Home | News    Tuesday 10 August 2004

Darfur rebels not aware of talks, welcome Nigeria


CAIRO, Aug 10 (Reuters) - Rebels from Sudan’s troubled Darfur region said on Tuesday they had not been informed of peace talks due to be held in Nigeria at the end of the month, but welcomed the choice of venue and mediation.

The African Union (AU) said on Sunday rebels and the government had agreed to talks mediated by Nigerian President Olusegun Obasanjo in Abuja on Aug. 23 to find a political solution to end a rebellion launched in remote Darfur by two rebel groups in February last year.

The United Nations says the conflict has claimed about 50,000 victims and displaced more than one million, triggering the world’s worst humanitarian crisis.

But both the rebel Justice and Equality Movement (JEM) and the Sudan Liberation Army (SLA) told Reuters on Tuesday that they had told the AU they wanted to participate in deciding the time and place of negotiations but had not been consulted.

"Until now no one consulted us or discussed with us about the venue or the time so we cannot say we are going to attend. We have to participate to decide where," JEM spokesman Idriss Ibrahim said from Asmara.

"Generally we have no objections to Nigeria because it was we who suggested Nigeria originally," he added. "But the procedure they have done is not the right way."

SLA spokesman Mohamed Mursal also said the groups had received no official invitation to talks from the AU, although the group’s political leader had previously said the movement would attend.

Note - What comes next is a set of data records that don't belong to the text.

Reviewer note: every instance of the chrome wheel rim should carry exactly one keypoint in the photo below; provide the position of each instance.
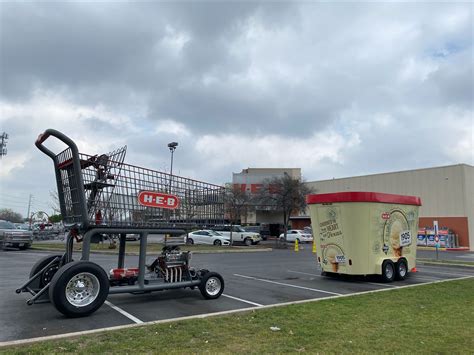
(213, 286)
(82, 289)
(402, 269)
(388, 271)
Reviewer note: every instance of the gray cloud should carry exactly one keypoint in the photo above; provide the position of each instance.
(246, 81)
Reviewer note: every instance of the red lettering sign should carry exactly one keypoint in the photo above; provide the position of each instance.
(158, 200)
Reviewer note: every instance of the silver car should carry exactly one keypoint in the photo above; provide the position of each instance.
(10, 236)
(206, 237)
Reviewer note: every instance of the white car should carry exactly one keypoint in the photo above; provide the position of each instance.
(239, 234)
(206, 236)
(294, 234)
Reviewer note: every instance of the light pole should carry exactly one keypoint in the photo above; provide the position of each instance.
(172, 146)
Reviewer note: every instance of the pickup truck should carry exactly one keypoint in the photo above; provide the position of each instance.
(238, 234)
(10, 236)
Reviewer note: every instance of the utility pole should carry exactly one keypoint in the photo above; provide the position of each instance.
(3, 144)
(29, 206)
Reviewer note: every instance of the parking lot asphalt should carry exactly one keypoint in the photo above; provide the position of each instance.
(251, 280)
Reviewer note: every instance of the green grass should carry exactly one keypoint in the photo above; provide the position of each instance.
(435, 318)
(134, 247)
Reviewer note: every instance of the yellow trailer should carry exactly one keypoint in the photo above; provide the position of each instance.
(365, 233)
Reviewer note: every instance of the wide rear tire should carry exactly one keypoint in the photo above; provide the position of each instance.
(388, 271)
(212, 285)
(401, 269)
(79, 288)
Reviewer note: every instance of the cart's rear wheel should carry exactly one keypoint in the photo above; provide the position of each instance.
(401, 269)
(47, 275)
(212, 285)
(79, 288)
(388, 271)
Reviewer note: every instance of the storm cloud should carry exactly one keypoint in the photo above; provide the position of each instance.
(338, 89)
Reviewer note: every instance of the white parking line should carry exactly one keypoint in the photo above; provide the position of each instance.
(121, 311)
(370, 283)
(304, 273)
(289, 285)
(241, 300)
(206, 315)
(433, 271)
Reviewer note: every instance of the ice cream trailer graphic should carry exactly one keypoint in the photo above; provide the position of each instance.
(365, 233)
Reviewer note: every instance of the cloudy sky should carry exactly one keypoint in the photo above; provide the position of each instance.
(338, 89)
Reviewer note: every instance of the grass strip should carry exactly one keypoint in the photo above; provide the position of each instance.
(448, 262)
(435, 318)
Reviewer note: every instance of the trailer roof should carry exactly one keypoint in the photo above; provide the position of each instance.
(360, 196)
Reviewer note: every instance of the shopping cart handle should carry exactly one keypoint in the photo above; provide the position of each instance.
(61, 136)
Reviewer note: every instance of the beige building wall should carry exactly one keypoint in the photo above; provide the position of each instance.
(445, 191)
(469, 202)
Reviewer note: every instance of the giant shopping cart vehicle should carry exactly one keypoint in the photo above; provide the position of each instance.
(100, 195)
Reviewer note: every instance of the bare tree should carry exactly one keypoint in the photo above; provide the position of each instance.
(236, 203)
(283, 194)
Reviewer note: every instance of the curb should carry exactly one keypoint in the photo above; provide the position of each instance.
(443, 249)
(103, 252)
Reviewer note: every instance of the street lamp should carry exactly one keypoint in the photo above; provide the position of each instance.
(172, 146)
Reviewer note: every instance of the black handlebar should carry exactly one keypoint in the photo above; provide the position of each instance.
(61, 136)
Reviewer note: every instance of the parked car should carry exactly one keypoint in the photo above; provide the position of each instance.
(133, 237)
(264, 232)
(206, 236)
(22, 226)
(10, 236)
(297, 234)
(238, 234)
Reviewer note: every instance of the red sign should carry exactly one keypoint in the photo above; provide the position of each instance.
(158, 200)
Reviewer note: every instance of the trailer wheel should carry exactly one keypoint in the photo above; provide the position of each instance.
(401, 270)
(212, 285)
(47, 274)
(79, 288)
(388, 271)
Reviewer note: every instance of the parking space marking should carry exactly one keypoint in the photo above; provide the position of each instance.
(370, 283)
(121, 311)
(288, 285)
(242, 300)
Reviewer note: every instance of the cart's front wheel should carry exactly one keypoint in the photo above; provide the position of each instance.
(212, 285)
(401, 269)
(388, 271)
(79, 288)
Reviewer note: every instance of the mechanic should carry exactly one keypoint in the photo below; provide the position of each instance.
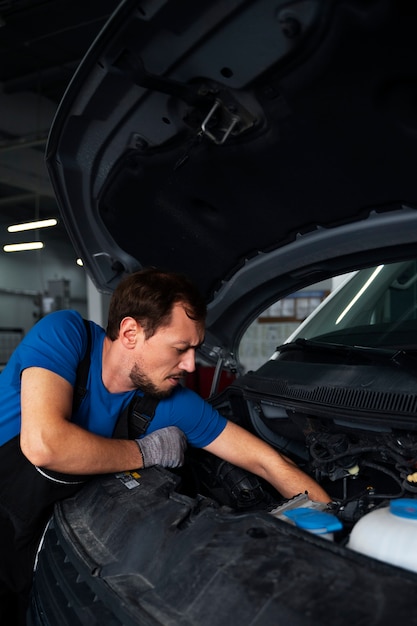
(47, 449)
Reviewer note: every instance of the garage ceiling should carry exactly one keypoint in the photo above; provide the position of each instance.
(41, 45)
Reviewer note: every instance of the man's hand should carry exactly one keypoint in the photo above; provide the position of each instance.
(164, 447)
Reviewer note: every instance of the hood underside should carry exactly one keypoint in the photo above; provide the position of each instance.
(255, 146)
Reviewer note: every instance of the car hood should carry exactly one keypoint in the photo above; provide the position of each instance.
(256, 146)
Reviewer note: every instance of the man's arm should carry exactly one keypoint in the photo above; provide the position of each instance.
(241, 448)
(50, 440)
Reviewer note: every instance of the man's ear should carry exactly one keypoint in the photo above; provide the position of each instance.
(128, 332)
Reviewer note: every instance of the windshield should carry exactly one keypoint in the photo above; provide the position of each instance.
(377, 307)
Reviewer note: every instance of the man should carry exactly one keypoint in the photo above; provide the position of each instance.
(155, 324)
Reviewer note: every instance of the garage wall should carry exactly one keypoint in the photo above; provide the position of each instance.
(24, 278)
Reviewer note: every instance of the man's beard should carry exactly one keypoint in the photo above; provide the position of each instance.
(142, 382)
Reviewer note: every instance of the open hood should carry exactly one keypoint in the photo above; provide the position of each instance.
(257, 146)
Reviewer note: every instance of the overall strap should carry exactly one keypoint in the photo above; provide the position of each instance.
(80, 387)
(135, 419)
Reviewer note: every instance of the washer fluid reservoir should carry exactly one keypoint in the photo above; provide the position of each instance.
(389, 534)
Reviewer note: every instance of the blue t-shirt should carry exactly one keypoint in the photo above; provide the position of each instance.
(58, 343)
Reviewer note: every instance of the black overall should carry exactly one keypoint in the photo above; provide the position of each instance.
(28, 495)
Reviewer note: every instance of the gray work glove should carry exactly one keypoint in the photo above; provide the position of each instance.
(164, 447)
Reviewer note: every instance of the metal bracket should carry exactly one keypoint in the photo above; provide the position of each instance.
(229, 123)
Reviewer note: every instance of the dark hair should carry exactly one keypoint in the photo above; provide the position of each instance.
(149, 296)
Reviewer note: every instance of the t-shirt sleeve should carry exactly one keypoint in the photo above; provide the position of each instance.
(56, 343)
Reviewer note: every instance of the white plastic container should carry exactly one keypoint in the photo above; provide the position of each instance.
(389, 534)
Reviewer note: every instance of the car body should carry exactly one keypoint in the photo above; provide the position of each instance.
(260, 147)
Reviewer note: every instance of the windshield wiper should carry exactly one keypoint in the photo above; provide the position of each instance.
(391, 356)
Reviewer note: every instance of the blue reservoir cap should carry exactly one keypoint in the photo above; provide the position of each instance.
(404, 507)
(318, 522)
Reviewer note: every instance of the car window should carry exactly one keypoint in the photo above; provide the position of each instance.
(374, 307)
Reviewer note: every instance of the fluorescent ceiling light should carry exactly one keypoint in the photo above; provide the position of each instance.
(19, 247)
(17, 228)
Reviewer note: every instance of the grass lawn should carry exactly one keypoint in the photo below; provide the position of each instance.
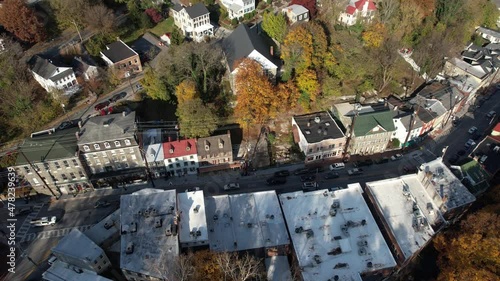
(163, 27)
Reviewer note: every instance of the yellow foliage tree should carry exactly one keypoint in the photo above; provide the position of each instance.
(256, 97)
(374, 35)
(186, 91)
(297, 49)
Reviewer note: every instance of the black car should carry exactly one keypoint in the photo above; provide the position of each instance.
(302, 171)
(282, 173)
(307, 178)
(117, 97)
(276, 180)
(331, 175)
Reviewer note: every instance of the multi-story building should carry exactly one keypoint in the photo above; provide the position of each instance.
(318, 135)
(109, 147)
(369, 128)
(334, 235)
(193, 21)
(78, 250)
(193, 230)
(236, 9)
(149, 242)
(181, 157)
(124, 59)
(361, 10)
(215, 153)
(49, 162)
(53, 76)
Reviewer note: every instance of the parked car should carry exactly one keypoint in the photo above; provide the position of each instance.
(382, 161)
(101, 105)
(282, 173)
(331, 175)
(309, 186)
(118, 97)
(472, 130)
(231, 186)
(307, 178)
(355, 171)
(301, 171)
(396, 157)
(337, 166)
(276, 180)
(101, 204)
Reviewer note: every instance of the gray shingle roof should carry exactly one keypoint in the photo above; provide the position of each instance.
(317, 130)
(118, 51)
(59, 145)
(245, 40)
(118, 127)
(197, 10)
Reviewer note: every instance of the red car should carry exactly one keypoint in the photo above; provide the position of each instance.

"We do not have any opposition to the country itself ... of Nigeria as a place of negotiations. But we did not choose the place," Mursal added from Asmara.

He added the SLA was ready for talks and denied that the group had placed any preconditions on talks.

"We did not put conditions on the talks in Addis Ababa," he said, adding the rebels had simply asked the Sudanese government to implement a humanitarian ceasefire agreement signed in the Chadian capital N’Djamena in April.

Talks in Addis Ababa in July collapsed after the Sudanese government declined preconditions set by the rebels.

Sudan has said it will attend the Abuja talks without preconditions.

The rebellion was sparked after long conflict between ethnically African farmers and Arab nomadic tribes over scarce resources in Darfur.

Rebels accuse Khartoum of neglecting Darfur and of arming Arab militias, known as Janjaweed, to loot and burn African villages in a campaign of ethnic cleansing.

The government denies the charge and calls the Janjaweed outlaws.